On Sun, 30 Aug 1998, Mike Yates wrote:
>
> There is an interesting article about Judith Butler in the most recent "Lingua
> Franca" magazine. I would be interested to hear what those on the list who
> are familiar with her work think of it. One thing which struck me was that
> she seems to have gone from Hegel to Althusser to Foucault and the like
> without really taking on Marx and his critique of Hegel, his theory of
> alienation, etc.
No, Butler wouldn't be much interested in Marx's work on alienation. I checked out her Marx cites in *Gender Trouble*, and she's only interested in Marx's insistence on taking seriously historical context. She's also interested in reification, although she doesn't cite the *German Ideology.* I don't think Marx and Butler are compatible--she's pretty much purely a cultural theorist and a particularist--Marx is too grand theory for her tastes, I think.

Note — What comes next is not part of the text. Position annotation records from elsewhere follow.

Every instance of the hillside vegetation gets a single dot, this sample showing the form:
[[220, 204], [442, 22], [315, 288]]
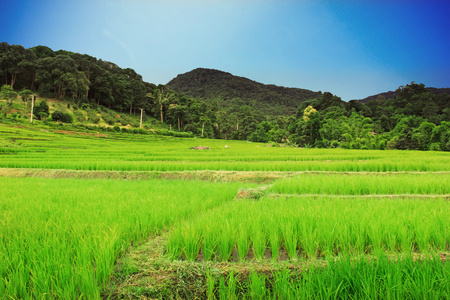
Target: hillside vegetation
[[270, 100], [214, 104]]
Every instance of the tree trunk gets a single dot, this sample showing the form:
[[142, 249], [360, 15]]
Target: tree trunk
[[13, 79], [33, 80], [32, 107]]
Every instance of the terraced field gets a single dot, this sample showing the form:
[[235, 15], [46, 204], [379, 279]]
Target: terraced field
[[124, 216]]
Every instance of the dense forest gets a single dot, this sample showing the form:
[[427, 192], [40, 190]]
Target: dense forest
[[215, 104], [267, 99]]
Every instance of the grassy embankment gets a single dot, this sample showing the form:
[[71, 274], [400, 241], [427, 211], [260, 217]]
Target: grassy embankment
[[326, 222]]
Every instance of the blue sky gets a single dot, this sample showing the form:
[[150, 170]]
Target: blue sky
[[351, 48]]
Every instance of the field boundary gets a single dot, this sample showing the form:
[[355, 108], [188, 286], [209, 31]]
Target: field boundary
[[205, 175]]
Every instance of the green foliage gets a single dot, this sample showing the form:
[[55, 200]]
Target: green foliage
[[42, 110], [62, 117]]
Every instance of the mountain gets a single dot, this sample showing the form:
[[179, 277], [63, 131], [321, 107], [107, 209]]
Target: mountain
[[209, 84], [391, 94]]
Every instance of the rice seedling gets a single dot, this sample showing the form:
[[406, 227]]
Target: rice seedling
[[61, 237], [317, 226], [367, 184], [350, 278]]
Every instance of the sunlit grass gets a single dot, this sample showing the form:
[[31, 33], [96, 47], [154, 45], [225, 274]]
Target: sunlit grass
[[60, 238]]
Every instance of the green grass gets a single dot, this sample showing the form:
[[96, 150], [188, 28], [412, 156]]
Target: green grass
[[347, 278], [309, 227], [25, 148], [60, 238], [368, 184]]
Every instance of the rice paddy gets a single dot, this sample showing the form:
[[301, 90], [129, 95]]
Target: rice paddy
[[263, 223]]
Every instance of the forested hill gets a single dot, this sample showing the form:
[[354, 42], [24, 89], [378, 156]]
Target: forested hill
[[391, 94], [209, 84]]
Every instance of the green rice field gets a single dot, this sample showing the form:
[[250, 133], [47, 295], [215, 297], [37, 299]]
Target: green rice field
[[121, 216]]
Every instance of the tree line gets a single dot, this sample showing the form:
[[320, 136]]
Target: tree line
[[414, 118]]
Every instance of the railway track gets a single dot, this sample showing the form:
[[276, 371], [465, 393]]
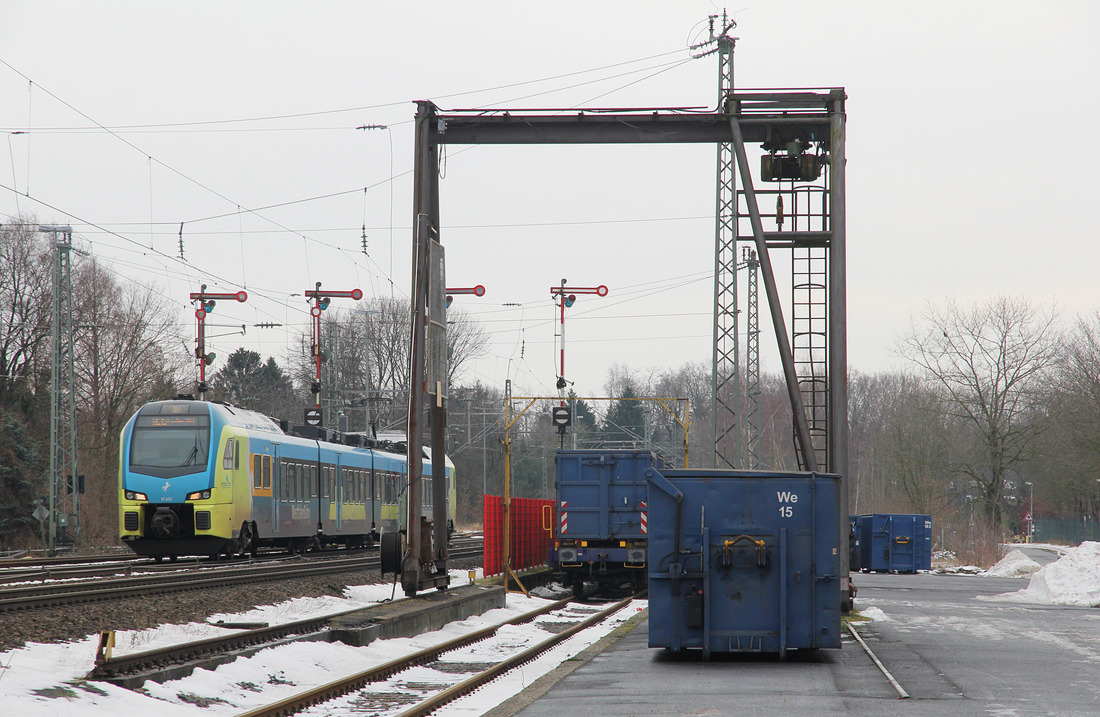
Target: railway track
[[55, 594], [107, 565], [443, 693]]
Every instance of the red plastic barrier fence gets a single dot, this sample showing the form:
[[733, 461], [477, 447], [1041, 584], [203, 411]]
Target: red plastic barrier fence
[[530, 537]]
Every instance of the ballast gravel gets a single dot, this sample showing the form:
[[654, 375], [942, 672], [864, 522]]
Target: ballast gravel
[[77, 621]]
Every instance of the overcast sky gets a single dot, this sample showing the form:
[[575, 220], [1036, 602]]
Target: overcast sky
[[966, 173]]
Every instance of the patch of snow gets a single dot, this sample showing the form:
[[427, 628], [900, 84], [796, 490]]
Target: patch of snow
[[47, 679], [1071, 580], [1015, 564]]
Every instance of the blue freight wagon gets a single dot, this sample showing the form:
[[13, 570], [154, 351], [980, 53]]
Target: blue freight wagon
[[744, 561], [602, 529], [894, 543]]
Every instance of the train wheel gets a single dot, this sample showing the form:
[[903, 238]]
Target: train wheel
[[244, 539]]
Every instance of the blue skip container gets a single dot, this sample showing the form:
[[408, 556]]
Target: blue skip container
[[744, 561], [894, 543]]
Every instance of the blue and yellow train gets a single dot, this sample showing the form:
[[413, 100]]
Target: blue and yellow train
[[208, 478]]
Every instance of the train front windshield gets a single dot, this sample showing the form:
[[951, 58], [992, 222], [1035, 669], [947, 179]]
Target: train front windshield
[[169, 445]]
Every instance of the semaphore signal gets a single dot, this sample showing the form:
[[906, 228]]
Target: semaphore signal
[[321, 300], [206, 301]]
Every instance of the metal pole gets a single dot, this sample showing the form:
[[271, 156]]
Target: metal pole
[[837, 439], [366, 370], [801, 428], [506, 549]]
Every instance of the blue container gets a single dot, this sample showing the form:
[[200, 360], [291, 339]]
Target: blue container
[[602, 516], [895, 543], [855, 555], [744, 561]]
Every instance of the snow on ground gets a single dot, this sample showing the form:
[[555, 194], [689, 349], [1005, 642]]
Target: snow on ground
[[46, 679], [1071, 580], [1014, 564]]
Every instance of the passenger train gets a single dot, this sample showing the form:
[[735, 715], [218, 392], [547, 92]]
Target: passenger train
[[209, 478]]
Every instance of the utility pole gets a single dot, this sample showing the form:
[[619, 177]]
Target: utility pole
[[725, 378], [64, 480], [366, 371]]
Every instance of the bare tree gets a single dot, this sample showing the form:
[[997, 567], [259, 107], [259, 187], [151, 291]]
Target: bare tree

But there's a bigger point to be made on the Butler/Marx connection (or lack thereof). In Gender Trouble, we notice that blurring gender categories in and of itself is revolutionary--to parody gender is enough. But she ignores the commodification and commercialization of drag, how easily it lent itself to being appropriated by folks like Madonna and Dennis Rodman. Her drag queens are bourgeois; able to afford the luxury of an ironic gender identity. In seeing gender fucking as parodic, she fails to note the complext political economic reality of transgender communities. For those interested in a more nuanced view of this from within the transgender community, I recommend Leslie Feinberg's "novel," *Stone Butch Blues*.
It's really too bad Butler doesn't do the political economic analysis. I think she's right on in a lot of ways--her explication of the construction of gender as performance speaks is right on target.
Butler had a piece in the Jan/Feb *New Left Review* (#227) entitled "marx and the merely cultural." You might find it interesting--I've only glanced through it or I'd give a synopsis.